Design Strategy: Emptying, Filling, Completing

At the heart of this renovation lies a triadic design approach: emptying, filling, and completing. These architectural actions guide the transformation of the house into a sequence of interstitial spaces that prioritize movement, light, and vertical connection. The main volume serves as the centerpiece, creating a layered experience as occupants move from room to room.

Local sandstone and steel are the two primary materials orchestrating this transformation.
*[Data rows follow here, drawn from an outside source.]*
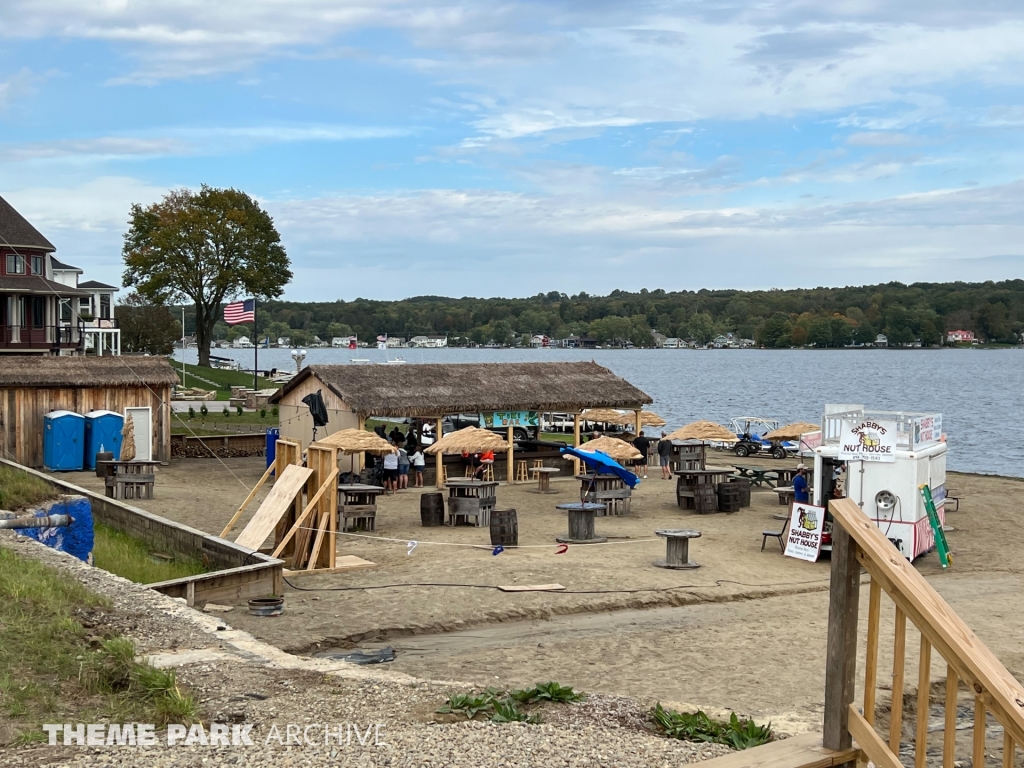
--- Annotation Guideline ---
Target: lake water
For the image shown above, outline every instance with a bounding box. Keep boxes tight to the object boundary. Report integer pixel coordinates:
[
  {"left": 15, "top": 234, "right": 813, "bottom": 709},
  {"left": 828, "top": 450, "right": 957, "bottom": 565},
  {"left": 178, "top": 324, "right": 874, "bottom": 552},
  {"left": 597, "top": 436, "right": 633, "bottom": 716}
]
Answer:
[{"left": 173, "top": 347, "right": 1024, "bottom": 478}]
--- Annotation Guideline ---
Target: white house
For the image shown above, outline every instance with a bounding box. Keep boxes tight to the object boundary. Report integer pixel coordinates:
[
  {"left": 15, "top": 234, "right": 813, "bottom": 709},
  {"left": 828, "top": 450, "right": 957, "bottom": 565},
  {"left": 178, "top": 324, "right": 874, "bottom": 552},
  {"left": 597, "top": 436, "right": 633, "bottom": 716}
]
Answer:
[
  {"left": 662, "top": 337, "right": 681, "bottom": 349},
  {"left": 50, "top": 257, "right": 121, "bottom": 356},
  {"left": 875, "top": 334, "right": 888, "bottom": 347},
  {"left": 946, "top": 329, "right": 976, "bottom": 344},
  {"left": 408, "top": 334, "right": 448, "bottom": 348},
  {"left": 231, "top": 335, "right": 252, "bottom": 348}
]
Their juxtaposition creates a powerful material dialogue—the rough, earthy quality of the stone contrasting with the sleek, cool finish of the steel—embodying both the historical character of the building and the personal life of its owners.

Spatial Continuity and Light

One of the most captivating features of Casa Interstici is its ability to frame light through double-height volumes and strategically placed windows. Upon entry, a service module functions as a central artery, connecting the main studio and the living area, both of which expand upward to welcome light from above. The verticality of these spaces is amplified by intermediate floors that serve as both transitional platforms and visual connectors across the house.

These intermediate levels offer observation points that reveal the interwoven spatial layers—views toward the roof, glimpses of the skylight, and the various textures of the renovated structure. In doing so, the house unfolds gradually, creating a rich spatial narrative full of surprises and moments of stillness.

Rear Façade: A Contemporary Volume in Dialogue with the Past

At the rear of the house, a once-insignificant structure has been replaced by a new architectural volume housing the main suite, kitchen, and dining area. This addition is visually distinct from the original structure, deliberately separated by a staircase that acts as a physical and conceptual threshold. The continuity of the flooring between interior and exterior spaces further blurs the boundary between old and new, grounding the modern intervention in the site's original character.